The report which will be required reading for President-elect Barack Obama, recalls that, historically, multipolar systems have been less stable than bipolar or unipolar systems, and that a “19th century style scenario of arms races, territorial expansion and military rivalries” cannot be ruled out. This will mean, the authors say, an increased, although still small, risk of nuclear conflict.
Clashes may be triggered by competition for dwindling natural resources, particularly oil, natural gas and water; and climate change will add a new dimension to international security risks.
The transfer of global wealth and economic power under way from West to East is, the report says, “without precedent in modern history.” While highlighting the growing weight of the BRIC countries, Brazil, Russia, India and China, it singles out China as “poised to have more impact on the world over the next 20 years than any other country”. By 2025, it predicts, China will be the world’s second largest economy and will wield military clout to match.

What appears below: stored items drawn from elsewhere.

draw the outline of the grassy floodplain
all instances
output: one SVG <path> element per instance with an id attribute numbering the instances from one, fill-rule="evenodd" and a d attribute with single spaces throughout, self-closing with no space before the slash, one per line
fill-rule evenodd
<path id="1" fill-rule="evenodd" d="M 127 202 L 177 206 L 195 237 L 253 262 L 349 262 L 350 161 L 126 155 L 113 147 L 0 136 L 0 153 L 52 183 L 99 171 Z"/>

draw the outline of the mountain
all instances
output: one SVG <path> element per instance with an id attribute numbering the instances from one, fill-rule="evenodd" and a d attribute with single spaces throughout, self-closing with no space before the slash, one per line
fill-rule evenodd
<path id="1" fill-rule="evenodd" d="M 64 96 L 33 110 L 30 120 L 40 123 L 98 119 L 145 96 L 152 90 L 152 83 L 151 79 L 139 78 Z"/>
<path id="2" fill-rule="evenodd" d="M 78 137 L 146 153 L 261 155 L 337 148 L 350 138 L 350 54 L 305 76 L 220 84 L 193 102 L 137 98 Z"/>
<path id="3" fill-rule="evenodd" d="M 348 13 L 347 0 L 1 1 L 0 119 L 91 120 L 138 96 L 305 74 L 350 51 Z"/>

Brazil, Russia, India, and China, the report says, will match the G7’s share of global GDP sometime in the 2040s. Before then, China and India will have restored their standing of two centuries ago when they represented, respectively, 30 percent and 15 percent of the world’s wealth.
The report highlights the alternative development model being followed by the major emerging economies, which, in contrast to the West, rely heavily on state intervention in the economy and state owned enterprises. Whereas in the early 1990s economists were predicting the imminent disappearance of SOEs, the process of privatization is being rolled back and a new economic phenomenon is emerging – the state owned multinational. The authors suggest that, in the wake of the economic crisis, the trend for greater state intervention in the economy will spread to developed Western economies.
Several, sometimes tongue-in-cheek, scenarios sketch out possible consequences of the shift in world power. In one, the Russian Head of the Shanghai Cooperation Organization writes a humorous and self-congratulatory letter to the NATO Secretary General, drawing attention to the SCO’s strategic parity with the Western alliance and thanking the West for the diplomatic blunders that made this possible. In another scenario the BRIC countries fall out and Chinese and Indian forces clash in the Gulf of Oman over energy supply routes. In a frightening scenario that owes something to Hollywood, climate change triggers a freak weather event that floods New York.
While Chinese leaders may derive some satisfaction from the US Intelligence assessment, Europeans will likely be smarting as the EU is largely written off as doomed to irrelevance by a declining and aging population and what, in US eyes, is an excessively generous and increasingly unaffordable welfare system.